Onsemi has not broken down exactly how that will be spent. “But I can tell you that the majority of our capital investment is directed towards silicon carbide,” reveals Jakwani.

Driven by this investment, there should be a 16-fold expansion in SiC wafer and epi-growth capacity at the SiC fab in Roznov by the end of 2024.

The staggering level of expansion will be supported by purchasing of tools that provide wafering, slicing, polishing and epitaxy.


Onsemi is a vertically integrated manufacturer of SiC devices. Production begins with the growth of SiC boules, which are sliced and processed into substrates.

Towards 200 mm
Today, as is the norm within the SiC industry, production of diodes and transistors is based on substrates that are 150 mm in diameter. However, Onsemi is putting the foundations in place for a migration to the 200 mm platform.

“Our CEO announced in quarter one of this year that we had produced a 200 millimetre diode wafer at our Bucheon facility,” comments Jakwani, who adds that all the equipment that is being bought is convertible to this larger size.

“Initial production will be 150 millimetre, but our plan is to convert all that equipment to 200 millimetre.”

Expanding SiC capacity, by investing in more tools capable of processing larger wafers, should ensure higher margins.

“Economies of scale dilute your fixed costs and enable better utilisation of equipment,” argues Jakwani, who points out that when a fab has more processing equipment, this minimises the constraints that occurs as the wafer moves through the line.

SiC has advanced considerably since the turn of the millennium, when the first Schottky barrier diodes appeared on the market.

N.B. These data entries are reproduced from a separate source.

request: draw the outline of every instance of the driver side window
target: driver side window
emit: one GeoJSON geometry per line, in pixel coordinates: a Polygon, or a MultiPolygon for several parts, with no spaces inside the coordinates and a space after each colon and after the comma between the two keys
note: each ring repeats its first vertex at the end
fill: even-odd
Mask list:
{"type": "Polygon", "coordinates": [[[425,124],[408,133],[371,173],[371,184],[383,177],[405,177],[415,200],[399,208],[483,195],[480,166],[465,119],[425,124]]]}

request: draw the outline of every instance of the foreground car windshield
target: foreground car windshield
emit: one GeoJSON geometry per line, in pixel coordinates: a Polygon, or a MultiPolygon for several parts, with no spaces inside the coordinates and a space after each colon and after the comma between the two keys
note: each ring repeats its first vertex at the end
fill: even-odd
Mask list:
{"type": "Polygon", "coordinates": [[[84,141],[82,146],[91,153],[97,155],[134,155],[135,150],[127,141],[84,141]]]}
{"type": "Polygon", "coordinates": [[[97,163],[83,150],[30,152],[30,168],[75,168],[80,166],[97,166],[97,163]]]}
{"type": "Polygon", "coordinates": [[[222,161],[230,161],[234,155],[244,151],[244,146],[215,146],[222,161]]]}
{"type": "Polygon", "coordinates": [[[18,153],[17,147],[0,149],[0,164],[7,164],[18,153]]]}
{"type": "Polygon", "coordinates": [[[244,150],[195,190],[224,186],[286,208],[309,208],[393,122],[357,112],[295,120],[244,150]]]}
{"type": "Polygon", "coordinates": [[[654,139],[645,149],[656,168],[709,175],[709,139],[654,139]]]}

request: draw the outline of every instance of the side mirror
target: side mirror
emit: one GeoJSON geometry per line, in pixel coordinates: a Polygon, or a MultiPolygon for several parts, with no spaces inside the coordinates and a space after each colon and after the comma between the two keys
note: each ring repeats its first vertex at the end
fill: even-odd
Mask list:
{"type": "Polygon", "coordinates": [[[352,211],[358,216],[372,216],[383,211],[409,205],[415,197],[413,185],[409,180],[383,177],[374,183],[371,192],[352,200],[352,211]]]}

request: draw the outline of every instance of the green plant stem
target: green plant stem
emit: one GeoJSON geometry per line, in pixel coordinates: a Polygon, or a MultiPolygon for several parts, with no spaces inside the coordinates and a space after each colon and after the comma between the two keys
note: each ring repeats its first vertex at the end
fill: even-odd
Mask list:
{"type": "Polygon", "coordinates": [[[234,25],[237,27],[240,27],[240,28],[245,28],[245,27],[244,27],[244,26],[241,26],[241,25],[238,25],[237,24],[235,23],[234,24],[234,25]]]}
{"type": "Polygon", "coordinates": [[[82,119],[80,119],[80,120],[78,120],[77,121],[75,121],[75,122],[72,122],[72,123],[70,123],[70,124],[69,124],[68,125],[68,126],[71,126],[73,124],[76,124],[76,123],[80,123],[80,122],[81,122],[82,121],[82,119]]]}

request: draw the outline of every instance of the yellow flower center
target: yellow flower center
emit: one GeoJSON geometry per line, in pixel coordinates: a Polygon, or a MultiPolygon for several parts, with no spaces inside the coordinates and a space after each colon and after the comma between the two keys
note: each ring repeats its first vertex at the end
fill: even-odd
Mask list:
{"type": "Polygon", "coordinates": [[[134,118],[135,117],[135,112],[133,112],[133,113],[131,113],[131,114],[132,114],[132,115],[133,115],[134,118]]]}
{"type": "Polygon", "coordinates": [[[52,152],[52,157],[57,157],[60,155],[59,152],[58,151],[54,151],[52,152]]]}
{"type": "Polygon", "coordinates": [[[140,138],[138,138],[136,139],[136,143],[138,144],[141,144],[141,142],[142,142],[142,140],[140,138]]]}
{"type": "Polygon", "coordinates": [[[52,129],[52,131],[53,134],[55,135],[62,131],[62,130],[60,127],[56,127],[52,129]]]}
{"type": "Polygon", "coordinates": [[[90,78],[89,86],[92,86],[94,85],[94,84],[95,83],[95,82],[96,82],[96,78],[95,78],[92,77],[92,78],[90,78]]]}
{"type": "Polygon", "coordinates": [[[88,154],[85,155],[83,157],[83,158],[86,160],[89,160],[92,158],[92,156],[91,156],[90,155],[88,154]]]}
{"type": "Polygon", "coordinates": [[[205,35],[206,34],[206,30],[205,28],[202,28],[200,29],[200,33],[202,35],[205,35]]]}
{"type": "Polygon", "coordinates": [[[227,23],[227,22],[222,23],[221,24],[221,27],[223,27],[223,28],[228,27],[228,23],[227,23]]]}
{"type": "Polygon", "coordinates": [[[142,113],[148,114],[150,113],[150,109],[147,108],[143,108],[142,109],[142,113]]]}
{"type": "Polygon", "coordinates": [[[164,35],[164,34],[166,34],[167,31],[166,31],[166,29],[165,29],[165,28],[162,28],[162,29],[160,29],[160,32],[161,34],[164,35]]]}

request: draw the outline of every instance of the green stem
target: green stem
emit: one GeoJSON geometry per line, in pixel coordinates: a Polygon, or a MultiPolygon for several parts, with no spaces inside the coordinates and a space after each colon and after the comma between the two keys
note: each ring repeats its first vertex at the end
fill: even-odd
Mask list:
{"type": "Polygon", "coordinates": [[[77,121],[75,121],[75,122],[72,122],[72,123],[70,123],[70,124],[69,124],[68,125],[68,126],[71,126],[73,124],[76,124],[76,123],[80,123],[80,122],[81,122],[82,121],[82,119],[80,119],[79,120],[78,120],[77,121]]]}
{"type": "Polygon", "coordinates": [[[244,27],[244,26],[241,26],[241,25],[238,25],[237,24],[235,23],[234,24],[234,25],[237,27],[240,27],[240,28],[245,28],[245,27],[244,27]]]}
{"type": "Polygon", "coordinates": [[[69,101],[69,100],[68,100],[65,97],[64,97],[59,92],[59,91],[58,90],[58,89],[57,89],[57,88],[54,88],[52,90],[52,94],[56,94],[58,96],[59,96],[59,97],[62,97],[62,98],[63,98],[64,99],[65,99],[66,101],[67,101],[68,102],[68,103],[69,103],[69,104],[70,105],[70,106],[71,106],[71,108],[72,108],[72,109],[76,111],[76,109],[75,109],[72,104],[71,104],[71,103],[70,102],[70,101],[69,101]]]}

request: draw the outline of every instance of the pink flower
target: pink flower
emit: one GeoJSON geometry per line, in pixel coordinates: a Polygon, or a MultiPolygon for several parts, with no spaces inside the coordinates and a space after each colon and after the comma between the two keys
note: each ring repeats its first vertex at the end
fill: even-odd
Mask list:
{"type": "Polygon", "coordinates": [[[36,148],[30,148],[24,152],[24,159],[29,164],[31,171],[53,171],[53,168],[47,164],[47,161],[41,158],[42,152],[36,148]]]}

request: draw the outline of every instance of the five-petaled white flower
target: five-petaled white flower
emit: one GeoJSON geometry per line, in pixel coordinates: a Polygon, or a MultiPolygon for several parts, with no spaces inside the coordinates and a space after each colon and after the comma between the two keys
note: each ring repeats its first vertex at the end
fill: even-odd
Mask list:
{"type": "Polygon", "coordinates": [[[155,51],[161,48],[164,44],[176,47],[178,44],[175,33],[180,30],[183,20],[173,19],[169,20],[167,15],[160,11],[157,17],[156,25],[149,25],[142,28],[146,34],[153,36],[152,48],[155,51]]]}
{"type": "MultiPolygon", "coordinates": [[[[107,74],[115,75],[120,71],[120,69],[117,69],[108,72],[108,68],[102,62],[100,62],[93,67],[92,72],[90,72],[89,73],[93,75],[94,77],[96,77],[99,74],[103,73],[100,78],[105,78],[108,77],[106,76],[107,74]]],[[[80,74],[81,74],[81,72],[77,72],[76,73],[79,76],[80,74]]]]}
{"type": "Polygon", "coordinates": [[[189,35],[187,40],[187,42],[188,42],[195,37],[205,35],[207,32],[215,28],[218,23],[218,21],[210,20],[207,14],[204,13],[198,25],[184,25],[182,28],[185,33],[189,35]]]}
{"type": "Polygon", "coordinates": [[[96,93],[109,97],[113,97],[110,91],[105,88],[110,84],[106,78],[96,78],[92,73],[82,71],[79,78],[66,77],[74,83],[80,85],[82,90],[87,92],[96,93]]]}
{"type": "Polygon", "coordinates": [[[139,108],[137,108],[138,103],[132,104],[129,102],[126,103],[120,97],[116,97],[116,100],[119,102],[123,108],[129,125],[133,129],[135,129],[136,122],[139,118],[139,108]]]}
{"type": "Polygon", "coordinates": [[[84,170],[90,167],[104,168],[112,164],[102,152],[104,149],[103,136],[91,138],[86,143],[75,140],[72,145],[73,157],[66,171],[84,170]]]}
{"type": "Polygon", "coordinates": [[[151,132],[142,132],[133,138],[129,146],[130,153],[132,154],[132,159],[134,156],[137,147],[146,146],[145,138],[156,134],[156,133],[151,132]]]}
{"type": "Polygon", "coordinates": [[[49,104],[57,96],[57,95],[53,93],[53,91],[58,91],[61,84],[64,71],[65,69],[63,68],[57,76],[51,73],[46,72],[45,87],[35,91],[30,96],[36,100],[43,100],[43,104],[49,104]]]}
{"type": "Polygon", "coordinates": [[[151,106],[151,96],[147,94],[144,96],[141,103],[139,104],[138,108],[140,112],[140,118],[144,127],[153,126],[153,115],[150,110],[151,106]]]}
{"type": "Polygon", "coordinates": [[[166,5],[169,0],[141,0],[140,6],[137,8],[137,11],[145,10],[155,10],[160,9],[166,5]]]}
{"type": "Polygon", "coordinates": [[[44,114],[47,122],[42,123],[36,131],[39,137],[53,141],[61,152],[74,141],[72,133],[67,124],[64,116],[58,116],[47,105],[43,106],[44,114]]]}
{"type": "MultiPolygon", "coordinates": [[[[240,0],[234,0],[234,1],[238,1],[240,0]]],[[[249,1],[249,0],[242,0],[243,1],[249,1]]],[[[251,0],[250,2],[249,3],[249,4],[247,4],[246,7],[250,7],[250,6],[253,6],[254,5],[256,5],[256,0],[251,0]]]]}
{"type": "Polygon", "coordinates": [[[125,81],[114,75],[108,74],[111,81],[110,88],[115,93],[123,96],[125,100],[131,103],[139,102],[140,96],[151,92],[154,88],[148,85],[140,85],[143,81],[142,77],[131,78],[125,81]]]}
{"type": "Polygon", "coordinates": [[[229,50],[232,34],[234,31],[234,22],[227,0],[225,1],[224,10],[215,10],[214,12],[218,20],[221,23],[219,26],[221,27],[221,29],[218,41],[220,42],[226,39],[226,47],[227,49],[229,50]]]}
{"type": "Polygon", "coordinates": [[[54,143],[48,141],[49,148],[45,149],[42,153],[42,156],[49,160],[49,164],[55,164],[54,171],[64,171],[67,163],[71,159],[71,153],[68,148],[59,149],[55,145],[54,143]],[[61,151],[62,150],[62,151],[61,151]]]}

However, there is still a long way to go for this industry, reasons Jakwani: “If you can imagine silicon 50 years ago, silicon carbide is still in fair infancy.”

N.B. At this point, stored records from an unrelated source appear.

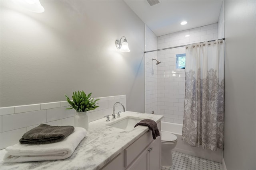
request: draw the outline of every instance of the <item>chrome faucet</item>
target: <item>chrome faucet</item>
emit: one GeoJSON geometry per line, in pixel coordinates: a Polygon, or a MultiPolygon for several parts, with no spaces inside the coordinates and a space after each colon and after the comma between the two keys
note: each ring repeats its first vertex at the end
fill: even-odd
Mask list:
{"type": "MultiPolygon", "coordinates": [[[[116,102],[116,103],[115,103],[114,104],[114,106],[113,106],[113,114],[112,115],[112,119],[116,119],[116,115],[115,115],[115,106],[116,106],[116,105],[117,104],[120,104],[121,105],[122,105],[122,106],[123,106],[123,109],[124,109],[124,111],[125,111],[125,109],[124,108],[124,105],[122,103],[120,103],[120,102],[116,102]]],[[[118,113],[117,113],[117,117],[120,117],[120,113],[120,113],[120,112],[119,112],[118,113]]]]}

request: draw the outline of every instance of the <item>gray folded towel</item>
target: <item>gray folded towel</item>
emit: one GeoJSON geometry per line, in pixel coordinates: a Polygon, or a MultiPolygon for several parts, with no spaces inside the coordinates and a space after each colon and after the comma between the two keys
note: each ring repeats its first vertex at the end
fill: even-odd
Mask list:
{"type": "Polygon", "coordinates": [[[22,144],[40,145],[59,142],[72,133],[72,126],[51,126],[41,124],[25,133],[20,143],[22,144]]]}
{"type": "Polygon", "coordinates": [[[156,139],[156,137],[160,136],[160,133],[157,127],[157,124],[156,124],[156,122],[153,120],[148,119],[142,120],[137,123],[134,127],[138,125],[148,127],[148,128],[152,131],[152,136],[153,136],[153,139],[156,139]]]}

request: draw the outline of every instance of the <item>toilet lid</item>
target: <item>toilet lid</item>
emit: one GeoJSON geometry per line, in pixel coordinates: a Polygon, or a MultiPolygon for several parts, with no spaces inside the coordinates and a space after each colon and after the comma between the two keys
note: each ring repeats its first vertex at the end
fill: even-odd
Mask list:
{"type": "Polygon", "coordinates": [[[164,142],[175,141],[178,138],[174,135],[167,132],[161,131],[162,141],[164,142]]]}

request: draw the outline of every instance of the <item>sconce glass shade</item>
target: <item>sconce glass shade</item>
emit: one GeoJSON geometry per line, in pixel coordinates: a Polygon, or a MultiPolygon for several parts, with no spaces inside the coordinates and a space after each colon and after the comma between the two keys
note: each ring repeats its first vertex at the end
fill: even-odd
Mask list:
{"type": "Polygon", "coordinates": [[[118,39],[116,40],[116,47],[119,50],[120,50],[120,51],[127,53],[130,52],[131,51],[129,49],[129,46],[128,46],[128,43],[127,43],[127,40],[125,38],[125,37],[122,36],[121,37],[120,41],[118,39]],[[124,39],[122,43],[121,43],[121,41],[122,38],[124,38],[124,39]]]}
{"type": "Polygon", "coordinates": [[[42,13],[44,8],[41,5],[39,0],[13,0],[18,5],[32,12],[42,13]]]}
{"type": "Polygon", "coordinates": [[[128,43],[126,42],[124,42],[122,43],[122,46],[121,49],[120,49],[120,51],[124,52],[125,53],[130,52],[131,51],[129,49],[129,46],[128,46],[128,43]]]}

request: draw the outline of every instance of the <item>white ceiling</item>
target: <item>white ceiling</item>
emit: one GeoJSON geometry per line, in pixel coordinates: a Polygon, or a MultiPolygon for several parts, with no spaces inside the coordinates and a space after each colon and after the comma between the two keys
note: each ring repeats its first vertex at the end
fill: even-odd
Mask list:
{"type": "Polygon", "coordinates": [[[124,0],[157,37],[218,22],[222,0],[124,0]],[[186,21],[184,25],[180,22],[186,21]]]}

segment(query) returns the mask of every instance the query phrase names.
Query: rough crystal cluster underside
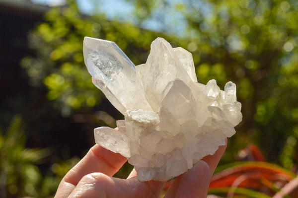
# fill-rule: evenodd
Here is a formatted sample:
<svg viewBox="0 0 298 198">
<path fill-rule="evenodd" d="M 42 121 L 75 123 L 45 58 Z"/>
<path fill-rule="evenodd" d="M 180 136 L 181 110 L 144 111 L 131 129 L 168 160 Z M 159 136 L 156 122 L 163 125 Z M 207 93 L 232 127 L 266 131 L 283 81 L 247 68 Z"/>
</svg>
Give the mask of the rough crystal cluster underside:
<svg viewBox="0 0 298 198">
<path fill-rule="evenodd" d="M 128 159 L 141 181 L 166 181 L 213 154 L 242 120 L 236 86 L 197 81 L 192 56 L 158 38 L 135 66 L 115 43 L 85 37 L 93 83 L 125 116 L 118 131 L 94 129 L 98 144 Z"/>
</svg>

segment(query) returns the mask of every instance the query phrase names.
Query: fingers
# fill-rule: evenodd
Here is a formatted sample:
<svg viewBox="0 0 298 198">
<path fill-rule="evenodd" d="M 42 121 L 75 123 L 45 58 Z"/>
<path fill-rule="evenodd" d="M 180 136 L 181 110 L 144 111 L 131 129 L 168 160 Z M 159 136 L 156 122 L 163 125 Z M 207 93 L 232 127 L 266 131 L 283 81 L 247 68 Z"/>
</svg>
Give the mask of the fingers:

He anticipates that as the industry moves from 150 mm wafers to 200 mm variants, improvements will be made to the quality of material, to epitaxy, and to fab equipment. He also expects to see refinements to the processes that are employed, and the device structure.

Like many of its peers, Onsemi is a vertically integrated manufacturer. That brings benefits, says Jakwani, including the opportunity to pinpoint the cause of a defect, which could be traced right back to crystal growth. Once the cause is addressed, yield increases.

The expansion at the Roznov site is expected to create 200 jobs by the end of 2024.

“We are taking some of our best people in silicon and migrating them to silicon carbide,” says Jakwani, who points out that this transition will be aided by those engineers’ experience in IGBTs, which often operate at high currents and voltages.

An increase in the workforce will also be supported by hiring engineers from within the semiconductor industry, and working with universities, with internships helping to attract new talent.

“With all those efforts, we are able to cultivate a good, solid workforce, which is very critical for us to be the leader in the industry.”